Heilige Inkonsequenz

30. Oktober 2009 | Autor: Berthold Kremmler

Würzburg und seine Vergangenheit

Erinnert sich noch jemand? Vor einigen Jahren hat der Stadtrat – eine Großtat in seiner Geschichte – der Carl-Diem-Halle ihren Namen aberkannt, nach erbitterten Auseinandersetzungen. Was wollte man damals nicht erst noch an neuen biographischen Forschungen abwarten, um herauszubekommen, ob und wie sehr Carl Diem ins Dritte Reich verstrickt war und die Aberkennung wirklich nötig sei.

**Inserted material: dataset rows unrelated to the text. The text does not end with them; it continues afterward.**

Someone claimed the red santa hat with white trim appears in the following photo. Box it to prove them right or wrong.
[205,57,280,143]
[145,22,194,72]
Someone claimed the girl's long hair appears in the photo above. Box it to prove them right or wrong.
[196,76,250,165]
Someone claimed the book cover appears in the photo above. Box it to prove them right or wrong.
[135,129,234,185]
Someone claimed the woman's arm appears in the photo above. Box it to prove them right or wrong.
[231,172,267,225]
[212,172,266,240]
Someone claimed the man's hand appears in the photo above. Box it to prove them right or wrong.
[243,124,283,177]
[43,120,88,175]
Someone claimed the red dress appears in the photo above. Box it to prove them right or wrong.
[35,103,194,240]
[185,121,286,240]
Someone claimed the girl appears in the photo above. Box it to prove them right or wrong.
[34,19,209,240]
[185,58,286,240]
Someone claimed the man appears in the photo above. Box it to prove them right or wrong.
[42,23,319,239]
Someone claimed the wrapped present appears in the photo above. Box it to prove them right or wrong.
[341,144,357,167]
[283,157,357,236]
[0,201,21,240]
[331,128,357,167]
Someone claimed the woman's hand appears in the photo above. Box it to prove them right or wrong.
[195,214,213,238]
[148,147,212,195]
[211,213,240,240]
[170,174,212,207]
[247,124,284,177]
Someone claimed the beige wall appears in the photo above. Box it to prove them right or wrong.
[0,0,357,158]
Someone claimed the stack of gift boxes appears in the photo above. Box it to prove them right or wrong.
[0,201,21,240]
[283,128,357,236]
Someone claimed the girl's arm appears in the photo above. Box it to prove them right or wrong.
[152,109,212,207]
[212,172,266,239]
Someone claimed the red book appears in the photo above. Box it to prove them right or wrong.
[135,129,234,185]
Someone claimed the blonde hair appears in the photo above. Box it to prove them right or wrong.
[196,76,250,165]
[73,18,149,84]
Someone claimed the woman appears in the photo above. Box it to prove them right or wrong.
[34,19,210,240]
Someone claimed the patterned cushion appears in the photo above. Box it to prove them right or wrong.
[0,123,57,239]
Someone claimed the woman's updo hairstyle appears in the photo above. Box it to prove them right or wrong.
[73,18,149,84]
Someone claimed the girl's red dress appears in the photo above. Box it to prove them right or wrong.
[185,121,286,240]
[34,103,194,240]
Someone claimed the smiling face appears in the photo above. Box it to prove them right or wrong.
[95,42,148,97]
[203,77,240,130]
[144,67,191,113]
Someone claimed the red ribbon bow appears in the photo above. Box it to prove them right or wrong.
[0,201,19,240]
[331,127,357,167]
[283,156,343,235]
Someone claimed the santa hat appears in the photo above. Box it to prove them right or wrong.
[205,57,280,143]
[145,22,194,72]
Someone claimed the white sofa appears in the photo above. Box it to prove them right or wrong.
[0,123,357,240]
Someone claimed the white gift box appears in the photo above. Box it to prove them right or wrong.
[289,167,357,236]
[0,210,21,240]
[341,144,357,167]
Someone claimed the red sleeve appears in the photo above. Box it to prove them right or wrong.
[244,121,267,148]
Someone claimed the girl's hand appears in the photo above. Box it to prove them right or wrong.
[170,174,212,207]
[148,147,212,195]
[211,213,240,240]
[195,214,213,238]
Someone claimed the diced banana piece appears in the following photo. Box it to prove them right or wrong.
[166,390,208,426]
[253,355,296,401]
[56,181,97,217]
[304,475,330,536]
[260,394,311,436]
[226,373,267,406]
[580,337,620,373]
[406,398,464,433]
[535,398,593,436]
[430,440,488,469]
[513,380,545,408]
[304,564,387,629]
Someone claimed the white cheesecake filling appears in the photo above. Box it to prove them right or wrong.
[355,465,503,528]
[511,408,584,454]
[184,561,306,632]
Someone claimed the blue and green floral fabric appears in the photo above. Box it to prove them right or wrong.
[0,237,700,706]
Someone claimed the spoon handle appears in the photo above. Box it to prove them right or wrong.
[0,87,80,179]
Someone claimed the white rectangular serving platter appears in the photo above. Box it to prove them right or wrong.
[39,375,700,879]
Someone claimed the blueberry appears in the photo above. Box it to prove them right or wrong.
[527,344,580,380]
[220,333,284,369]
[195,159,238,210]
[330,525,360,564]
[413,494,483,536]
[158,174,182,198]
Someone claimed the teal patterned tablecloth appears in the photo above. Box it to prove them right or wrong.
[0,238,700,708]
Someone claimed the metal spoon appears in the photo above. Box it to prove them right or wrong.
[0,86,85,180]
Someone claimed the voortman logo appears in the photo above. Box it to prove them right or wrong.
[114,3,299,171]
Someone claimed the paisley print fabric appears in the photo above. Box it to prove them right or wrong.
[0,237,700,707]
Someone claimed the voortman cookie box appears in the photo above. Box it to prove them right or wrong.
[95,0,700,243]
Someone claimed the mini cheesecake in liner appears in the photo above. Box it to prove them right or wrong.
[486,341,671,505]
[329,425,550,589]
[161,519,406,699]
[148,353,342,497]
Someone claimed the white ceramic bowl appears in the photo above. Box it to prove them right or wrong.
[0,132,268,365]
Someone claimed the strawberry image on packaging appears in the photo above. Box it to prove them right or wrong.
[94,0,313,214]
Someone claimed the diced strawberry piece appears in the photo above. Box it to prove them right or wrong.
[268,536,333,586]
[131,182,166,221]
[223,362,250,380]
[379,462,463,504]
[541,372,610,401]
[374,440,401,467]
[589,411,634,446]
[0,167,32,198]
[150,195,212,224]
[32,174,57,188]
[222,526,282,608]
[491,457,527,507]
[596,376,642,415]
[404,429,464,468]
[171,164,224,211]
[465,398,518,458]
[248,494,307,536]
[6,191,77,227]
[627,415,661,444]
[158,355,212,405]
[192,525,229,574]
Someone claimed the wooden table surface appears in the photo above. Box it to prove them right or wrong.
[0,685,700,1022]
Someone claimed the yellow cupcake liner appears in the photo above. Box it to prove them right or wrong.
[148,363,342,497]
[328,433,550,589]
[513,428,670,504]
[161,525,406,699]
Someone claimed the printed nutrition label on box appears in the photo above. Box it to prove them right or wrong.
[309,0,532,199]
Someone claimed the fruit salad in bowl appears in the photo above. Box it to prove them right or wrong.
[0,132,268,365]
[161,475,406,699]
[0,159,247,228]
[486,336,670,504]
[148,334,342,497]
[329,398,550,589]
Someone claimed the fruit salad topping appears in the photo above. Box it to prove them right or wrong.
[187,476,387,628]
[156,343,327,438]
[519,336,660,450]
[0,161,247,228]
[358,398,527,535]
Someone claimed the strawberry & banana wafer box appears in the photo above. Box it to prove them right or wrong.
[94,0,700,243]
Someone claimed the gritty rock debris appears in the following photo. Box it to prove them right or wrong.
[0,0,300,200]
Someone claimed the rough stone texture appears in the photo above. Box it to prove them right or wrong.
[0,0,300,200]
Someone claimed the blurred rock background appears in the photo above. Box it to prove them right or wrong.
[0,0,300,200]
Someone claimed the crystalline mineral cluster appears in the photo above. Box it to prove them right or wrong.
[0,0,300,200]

Ein besonders kluger Coup der CSU seinerzeit: die Fraktion war überwiegend für Carl Diem, die Oberbürgermeisterin und einige wenige ihre Parteigenossen waren gegen ihn. Der heutige CSU-Fraktionsvorsitzende, sonst eigentlich doch nicht unklug, manchmal sogar brillant, wird sich, hoffentlich schaudernd, seiner damaligen Haltung erinnern. Nachdem Erinnerungstafeln auch in anderen Städten geschleift sind, wird man voller Genugtuung auf die damalige so umkämpfte Entscheidung blicken.

Seither legt man »Stolpersteine« noch und noch, um an die triste Vergangenheit, die verschleppten und ermordeten Juden, zu erinnern und das eigene Verantwortungsgefühl vor sich herzutragen, quer durch alle Parteien, wenn ich das recht sehe.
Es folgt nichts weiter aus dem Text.